L’attirance sexuelle n’a rien à voir avec des stéréotypes
fondés sur l’apparence physique, ou des présupposés psychologiques :
« Un homme n’aime point une femme
parce qu’elle est belle, aimante, ou intelligente, gracieuse, suggestive d’une
forte et exceptionnelle volupté.
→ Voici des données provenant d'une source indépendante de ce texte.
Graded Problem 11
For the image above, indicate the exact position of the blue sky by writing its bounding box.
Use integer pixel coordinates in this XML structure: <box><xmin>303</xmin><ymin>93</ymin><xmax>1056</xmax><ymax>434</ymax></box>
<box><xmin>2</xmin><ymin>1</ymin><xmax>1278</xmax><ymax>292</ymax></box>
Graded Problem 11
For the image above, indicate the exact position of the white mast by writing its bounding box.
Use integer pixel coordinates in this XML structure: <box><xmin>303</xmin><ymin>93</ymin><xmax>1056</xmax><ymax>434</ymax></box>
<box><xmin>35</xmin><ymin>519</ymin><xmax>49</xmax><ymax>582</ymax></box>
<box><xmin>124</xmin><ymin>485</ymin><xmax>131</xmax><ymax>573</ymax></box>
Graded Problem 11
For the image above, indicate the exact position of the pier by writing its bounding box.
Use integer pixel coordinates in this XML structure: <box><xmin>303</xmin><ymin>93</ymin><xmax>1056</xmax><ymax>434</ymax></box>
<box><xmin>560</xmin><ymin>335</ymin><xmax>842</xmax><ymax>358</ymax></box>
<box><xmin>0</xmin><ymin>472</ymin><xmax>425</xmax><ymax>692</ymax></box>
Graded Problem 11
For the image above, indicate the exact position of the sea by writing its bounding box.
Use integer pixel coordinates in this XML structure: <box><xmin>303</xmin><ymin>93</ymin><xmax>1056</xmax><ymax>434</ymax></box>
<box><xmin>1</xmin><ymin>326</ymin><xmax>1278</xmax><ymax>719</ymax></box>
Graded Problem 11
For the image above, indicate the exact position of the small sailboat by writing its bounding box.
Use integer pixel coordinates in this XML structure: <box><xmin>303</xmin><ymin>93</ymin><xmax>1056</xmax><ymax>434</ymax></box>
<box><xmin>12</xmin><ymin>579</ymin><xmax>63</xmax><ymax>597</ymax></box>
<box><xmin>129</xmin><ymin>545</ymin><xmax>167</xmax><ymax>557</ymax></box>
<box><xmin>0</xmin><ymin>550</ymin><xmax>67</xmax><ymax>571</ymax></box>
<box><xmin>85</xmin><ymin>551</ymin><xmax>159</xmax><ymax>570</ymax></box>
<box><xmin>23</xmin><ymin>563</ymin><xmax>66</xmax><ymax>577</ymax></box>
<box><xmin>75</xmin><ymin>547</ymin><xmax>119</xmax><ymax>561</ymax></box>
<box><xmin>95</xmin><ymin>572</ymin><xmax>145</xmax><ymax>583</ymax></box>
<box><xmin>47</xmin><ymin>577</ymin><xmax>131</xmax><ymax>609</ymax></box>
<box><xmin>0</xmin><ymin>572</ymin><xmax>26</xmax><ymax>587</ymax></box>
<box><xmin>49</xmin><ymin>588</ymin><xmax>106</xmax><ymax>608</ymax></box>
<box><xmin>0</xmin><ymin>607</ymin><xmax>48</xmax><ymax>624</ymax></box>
Ce sont des explications satisfaisant à la
logique ordinaire… Il aime parce qu’il aime, et c’est ce mystère qui révèle le
magnétisme de l’amour. » C. Mauclair, La Magie de l’Amour).
Cette attraction spontanée entre les amants, indépendante de
la volonté, n’exclue pas qu’elle soit stimulée de façon semi-consciente, et se
cristallise comme le dit Stendhal (De l’Amour), par « une sorte de fièvre d’imagination, laquelle rend méconnaissable un
objet le plus souvent ordinaire, et en fait un être à part. »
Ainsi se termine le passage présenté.